I was a nanny for six years with the same family, but on that last day, it seemed impossible that so much time had passed. I was never supposed to be a nanny, but it was one of the best decisions of my life, and just another affirmation that there is a force at work in my life that is out of my control.
On my last day of work, my boss opened the door, looked at me, and said, “This is it.” This was it. Their condo was under construction so their entire (gorgeous) home was in chaos. The kitchen was being renovated so the kids sat on the floor in the hallway to eat their breakfast, making my last memories seem a bit surreal.
After double checking they had their bags and lunches packed for the day we headed to the car to drop them off at their respective summer camps. Big C is old enough that he doesn’t need to be escorted in, he just jumps out of the car with a wave and I call out, “Have a great day, see you at 3!” before the door shuts. I remember when he used to get nervous going to camps and would ask me to stick around for a while even if it was outside the building because just knowing you’re not alone is powerful assurance.
Our next stop was Littlest C’s camp. Walking her into class and greeting her leaders, all I could think about were the numerous “mommy and me” classes we used to attend together.
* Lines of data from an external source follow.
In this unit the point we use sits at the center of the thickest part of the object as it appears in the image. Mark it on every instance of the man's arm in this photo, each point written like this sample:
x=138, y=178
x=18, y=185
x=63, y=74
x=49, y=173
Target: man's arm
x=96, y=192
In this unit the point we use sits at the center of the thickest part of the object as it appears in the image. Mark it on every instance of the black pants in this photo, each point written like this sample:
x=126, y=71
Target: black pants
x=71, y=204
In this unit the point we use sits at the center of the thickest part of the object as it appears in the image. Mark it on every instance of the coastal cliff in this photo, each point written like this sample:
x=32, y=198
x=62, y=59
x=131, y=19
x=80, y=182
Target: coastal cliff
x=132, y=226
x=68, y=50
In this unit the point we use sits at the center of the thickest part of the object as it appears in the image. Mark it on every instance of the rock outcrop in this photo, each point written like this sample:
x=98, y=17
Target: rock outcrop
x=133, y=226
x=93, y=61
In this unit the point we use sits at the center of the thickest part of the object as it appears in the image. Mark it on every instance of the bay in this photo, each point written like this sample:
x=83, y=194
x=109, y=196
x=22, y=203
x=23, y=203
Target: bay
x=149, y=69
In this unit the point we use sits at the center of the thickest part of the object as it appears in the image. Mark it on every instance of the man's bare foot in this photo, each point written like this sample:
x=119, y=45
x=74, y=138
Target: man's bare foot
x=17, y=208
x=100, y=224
Music class where she insisted on being carried during the dancing numbers and where that girl bit her arm once, kangaroo dance class with all the hula-hoops (she LOVED those hula-hoops), art class where she cultivated her creative side and showed her independent steak, and finally, that first gymnastic class where she was big enough to go all by herself. That was my first time sitting in the waiting area with the other care-givers, anticipating her return while hoping she was having a good time.
I cried that last summer day as a nanny. Even though the first time it hit me was months earlier. Littlest C was complaining about boys at school (yes already!) and I was listening intently, so intently that I became aware of how many after-school rants I was going to miss in the future and suddenly I couldn’t control my emotions. I couldn’t be strong for her anymore. Being the sweet soul she is, Littlest C dried my tears, hugged me, and told me we would call each other and we would visit often. That’s the thing about children, they may get a bad rap for thinking of their own needs most of the time, but they’re so much wiser than we give them credit for. She was six and I was 29, and after years of holding her, she was holding me.
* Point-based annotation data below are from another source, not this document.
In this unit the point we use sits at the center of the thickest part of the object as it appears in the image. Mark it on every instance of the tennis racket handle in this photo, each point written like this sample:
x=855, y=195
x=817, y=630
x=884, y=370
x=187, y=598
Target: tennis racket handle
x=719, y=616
When I picked her up from camp we were driving back to her house and I looked at her face through the rear view mirror to see she was crying. I told her if she was going to cry I was going to start crying again, and so we cried together. We cried because change is hard, because saying goodbye is never easy, and because it made us feel better.
The rest of the day was lovely, or as lovely as it could be under the circumstances. After camp and snack we headed to the Museum of Contemporary Art. Big C in particular and I love to learn new things, and we had a wonderful afternoon exploring the exhibits, asking questions, and experimenting. After that the three of us we met up with Boss Lady and Boss Man (their parents) and met The Scottish at a restaurant for a celebratory goodbye dinner. We exchanged cards and letters and stories and that’s how I came to sob openly in a Big Bowl over my stir-fry.
I cried so much that one day, that week, that month, but it all needed to come out. I was grieving. There’s lots of talk surrounding Mom guilt, but what about Nanny guilt? How do you justify moving on, and making a selfish choice when if affects the children you love that are technically not even your children??
I still see their family every couple of months, I send letters, and we Skype… a lot. They both miss me and have lots to tell me about their lives when we chat, which I treasure greedily. The everyday “job” portion of my role might have ended but I remind both C’s that they are stuck with me forever. I made the decision years ago to enter their lives, to care for them, to love them no matter what, and I plan on sticking to that all the rest of my days.